I just can’t leave this thing alone. This is hopefully the last revision I’m going to make to my fake AS3 enum class (here’s the original posting, then two updates). This is inspired by commenter Mikko Korpela, who asked about an iteration ability. Well, that sounds like a fun idea! Let’s fill in some holes and bring it up to par with the enum support in C#.

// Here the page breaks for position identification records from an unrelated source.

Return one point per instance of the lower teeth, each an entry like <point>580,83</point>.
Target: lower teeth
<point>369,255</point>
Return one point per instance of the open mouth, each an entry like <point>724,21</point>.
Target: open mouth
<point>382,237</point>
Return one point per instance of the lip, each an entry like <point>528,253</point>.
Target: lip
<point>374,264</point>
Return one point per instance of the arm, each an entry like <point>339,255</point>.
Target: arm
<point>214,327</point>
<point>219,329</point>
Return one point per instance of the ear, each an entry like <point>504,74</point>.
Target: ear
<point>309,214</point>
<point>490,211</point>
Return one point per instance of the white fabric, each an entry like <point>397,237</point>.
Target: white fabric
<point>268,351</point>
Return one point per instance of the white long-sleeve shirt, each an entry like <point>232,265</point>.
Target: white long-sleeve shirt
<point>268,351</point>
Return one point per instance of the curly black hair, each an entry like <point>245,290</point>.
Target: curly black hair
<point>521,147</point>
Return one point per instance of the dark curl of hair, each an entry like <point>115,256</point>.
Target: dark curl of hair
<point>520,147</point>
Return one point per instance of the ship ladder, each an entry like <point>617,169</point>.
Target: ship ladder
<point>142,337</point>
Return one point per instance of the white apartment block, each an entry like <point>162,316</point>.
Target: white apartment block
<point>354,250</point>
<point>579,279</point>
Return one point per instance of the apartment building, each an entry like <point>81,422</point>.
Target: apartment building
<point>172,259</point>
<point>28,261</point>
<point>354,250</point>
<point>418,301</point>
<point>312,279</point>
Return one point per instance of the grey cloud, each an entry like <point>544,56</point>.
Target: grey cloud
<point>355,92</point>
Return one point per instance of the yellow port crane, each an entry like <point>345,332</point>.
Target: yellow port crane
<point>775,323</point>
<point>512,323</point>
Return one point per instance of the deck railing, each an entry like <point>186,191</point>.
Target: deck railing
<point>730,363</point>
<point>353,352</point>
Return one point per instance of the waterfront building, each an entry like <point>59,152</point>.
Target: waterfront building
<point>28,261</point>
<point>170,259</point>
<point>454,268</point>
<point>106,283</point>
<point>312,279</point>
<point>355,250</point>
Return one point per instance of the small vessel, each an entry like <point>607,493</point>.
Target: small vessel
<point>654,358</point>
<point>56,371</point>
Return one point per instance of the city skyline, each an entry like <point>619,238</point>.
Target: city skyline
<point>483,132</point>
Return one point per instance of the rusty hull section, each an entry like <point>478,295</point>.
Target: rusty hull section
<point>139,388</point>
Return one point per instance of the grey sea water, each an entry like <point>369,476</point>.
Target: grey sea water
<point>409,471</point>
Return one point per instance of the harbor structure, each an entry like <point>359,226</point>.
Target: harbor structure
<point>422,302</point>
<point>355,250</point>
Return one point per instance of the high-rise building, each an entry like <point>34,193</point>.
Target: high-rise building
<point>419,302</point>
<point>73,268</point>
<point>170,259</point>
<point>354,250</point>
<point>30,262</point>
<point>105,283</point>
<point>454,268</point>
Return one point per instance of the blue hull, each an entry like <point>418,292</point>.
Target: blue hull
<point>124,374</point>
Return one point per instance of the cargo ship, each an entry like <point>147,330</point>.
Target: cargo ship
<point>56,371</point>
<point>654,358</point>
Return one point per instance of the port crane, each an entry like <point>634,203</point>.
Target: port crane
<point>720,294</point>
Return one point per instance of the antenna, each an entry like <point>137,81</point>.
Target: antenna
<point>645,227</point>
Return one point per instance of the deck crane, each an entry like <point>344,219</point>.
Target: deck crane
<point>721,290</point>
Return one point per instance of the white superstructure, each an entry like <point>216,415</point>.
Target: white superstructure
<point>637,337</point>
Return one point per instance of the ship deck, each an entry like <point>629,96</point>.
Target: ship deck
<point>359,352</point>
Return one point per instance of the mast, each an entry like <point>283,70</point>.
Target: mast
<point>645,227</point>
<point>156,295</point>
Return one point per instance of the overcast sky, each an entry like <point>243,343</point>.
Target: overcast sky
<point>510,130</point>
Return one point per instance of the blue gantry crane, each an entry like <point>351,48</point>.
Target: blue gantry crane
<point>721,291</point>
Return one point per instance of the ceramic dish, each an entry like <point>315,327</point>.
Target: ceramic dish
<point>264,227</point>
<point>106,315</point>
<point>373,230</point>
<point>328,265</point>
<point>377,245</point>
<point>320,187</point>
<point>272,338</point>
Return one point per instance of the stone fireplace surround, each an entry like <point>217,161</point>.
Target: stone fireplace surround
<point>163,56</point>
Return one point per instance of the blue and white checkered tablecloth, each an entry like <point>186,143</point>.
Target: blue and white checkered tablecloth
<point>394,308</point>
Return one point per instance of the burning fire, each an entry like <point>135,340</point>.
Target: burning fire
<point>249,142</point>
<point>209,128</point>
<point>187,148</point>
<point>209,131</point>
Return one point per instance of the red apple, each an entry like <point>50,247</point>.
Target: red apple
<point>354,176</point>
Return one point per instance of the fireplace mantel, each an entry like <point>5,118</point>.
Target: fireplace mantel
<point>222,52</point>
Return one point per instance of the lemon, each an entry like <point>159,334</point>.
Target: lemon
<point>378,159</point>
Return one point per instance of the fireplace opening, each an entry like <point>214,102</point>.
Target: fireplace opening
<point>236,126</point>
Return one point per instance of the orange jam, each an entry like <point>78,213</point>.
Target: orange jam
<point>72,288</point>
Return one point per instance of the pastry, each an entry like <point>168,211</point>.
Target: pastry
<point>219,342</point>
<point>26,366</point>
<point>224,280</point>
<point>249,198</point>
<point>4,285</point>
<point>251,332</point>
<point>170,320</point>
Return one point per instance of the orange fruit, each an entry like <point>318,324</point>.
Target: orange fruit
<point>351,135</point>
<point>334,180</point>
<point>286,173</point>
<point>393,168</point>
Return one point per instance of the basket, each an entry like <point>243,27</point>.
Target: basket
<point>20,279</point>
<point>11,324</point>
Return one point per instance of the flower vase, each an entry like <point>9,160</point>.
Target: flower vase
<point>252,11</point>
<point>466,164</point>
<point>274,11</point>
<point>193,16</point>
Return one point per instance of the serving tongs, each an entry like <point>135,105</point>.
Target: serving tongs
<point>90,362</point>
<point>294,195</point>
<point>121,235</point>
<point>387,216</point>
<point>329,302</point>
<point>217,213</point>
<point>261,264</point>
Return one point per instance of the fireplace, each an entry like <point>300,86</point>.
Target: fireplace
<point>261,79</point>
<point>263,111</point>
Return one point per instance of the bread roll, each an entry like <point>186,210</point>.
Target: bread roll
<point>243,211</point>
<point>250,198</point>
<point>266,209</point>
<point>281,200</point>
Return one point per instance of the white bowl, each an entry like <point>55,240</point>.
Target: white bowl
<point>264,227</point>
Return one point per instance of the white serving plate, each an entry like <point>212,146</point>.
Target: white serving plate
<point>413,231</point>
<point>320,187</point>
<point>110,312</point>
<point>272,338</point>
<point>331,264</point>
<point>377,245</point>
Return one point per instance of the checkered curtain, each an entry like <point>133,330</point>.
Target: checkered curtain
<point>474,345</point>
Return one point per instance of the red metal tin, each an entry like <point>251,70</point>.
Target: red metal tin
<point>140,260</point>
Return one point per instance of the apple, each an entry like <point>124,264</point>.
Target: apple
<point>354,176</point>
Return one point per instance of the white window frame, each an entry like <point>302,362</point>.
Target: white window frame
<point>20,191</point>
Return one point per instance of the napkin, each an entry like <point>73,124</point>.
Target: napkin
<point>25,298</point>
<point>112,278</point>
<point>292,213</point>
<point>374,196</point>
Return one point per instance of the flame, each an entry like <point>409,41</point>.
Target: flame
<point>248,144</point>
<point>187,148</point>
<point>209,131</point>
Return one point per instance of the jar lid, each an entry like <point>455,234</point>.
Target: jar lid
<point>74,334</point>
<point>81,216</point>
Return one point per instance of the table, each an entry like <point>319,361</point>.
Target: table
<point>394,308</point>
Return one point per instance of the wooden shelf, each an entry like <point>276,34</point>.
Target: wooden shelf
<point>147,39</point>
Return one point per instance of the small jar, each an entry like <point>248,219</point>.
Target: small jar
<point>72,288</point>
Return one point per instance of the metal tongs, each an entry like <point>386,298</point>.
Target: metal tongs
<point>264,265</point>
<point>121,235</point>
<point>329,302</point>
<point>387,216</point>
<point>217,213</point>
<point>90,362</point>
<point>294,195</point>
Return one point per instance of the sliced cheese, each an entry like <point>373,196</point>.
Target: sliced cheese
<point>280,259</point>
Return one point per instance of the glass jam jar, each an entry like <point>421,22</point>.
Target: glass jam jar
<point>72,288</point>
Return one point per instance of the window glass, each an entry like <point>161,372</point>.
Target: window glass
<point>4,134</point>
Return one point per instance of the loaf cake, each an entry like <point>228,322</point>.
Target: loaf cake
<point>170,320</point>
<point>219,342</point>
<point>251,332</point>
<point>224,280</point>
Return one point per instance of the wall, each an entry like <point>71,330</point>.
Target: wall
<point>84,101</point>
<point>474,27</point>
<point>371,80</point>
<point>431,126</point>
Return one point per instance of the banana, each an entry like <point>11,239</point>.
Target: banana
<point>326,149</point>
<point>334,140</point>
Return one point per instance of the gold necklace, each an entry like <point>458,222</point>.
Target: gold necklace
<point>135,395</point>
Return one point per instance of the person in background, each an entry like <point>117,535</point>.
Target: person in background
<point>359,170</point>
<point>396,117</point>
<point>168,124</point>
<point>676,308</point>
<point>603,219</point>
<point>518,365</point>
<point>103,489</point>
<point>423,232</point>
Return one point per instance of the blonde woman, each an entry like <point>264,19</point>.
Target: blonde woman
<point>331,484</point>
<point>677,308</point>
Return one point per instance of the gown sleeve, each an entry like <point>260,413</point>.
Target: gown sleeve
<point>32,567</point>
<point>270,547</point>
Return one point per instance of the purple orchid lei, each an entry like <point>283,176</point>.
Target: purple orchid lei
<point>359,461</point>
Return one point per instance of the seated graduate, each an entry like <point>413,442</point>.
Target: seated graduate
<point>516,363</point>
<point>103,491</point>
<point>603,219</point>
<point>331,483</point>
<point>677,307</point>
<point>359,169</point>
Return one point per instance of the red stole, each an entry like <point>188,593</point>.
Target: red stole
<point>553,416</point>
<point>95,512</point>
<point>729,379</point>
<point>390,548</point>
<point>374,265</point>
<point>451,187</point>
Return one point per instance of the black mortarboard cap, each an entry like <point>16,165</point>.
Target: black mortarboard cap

Sorry it took me so long to get around to this Miko, but I’ve had my Flex work on hold for a while. But recently I did some Flash work at PopCap and it got me back in the mood again.

New Enum Features

Here’s my Ultimate AS3 Fake Enum class, which has the following new features:

  • Further type safety. Only the enum can construct its own constants now, via enum constructor protection. This should prevent people using the constants incorrectly (e.g. someone is incorrectly new’ing them up instead of using MyEnum.MyConstant).
  • Every constant now gets a zero-based index that corresponds to the order it is created in the class. Access via the Index accessor on the constant. Useful in serialization code, for example.
  • Added a new GetConstants method that returns an array of all the constants, where each constant’s slot in the array corresponds to its Index.
  • Added a new ParseConstant method that does the reverse of toString(). Given a constant’s Name, return the constant. Case sensitivity optional and off by default for convenience.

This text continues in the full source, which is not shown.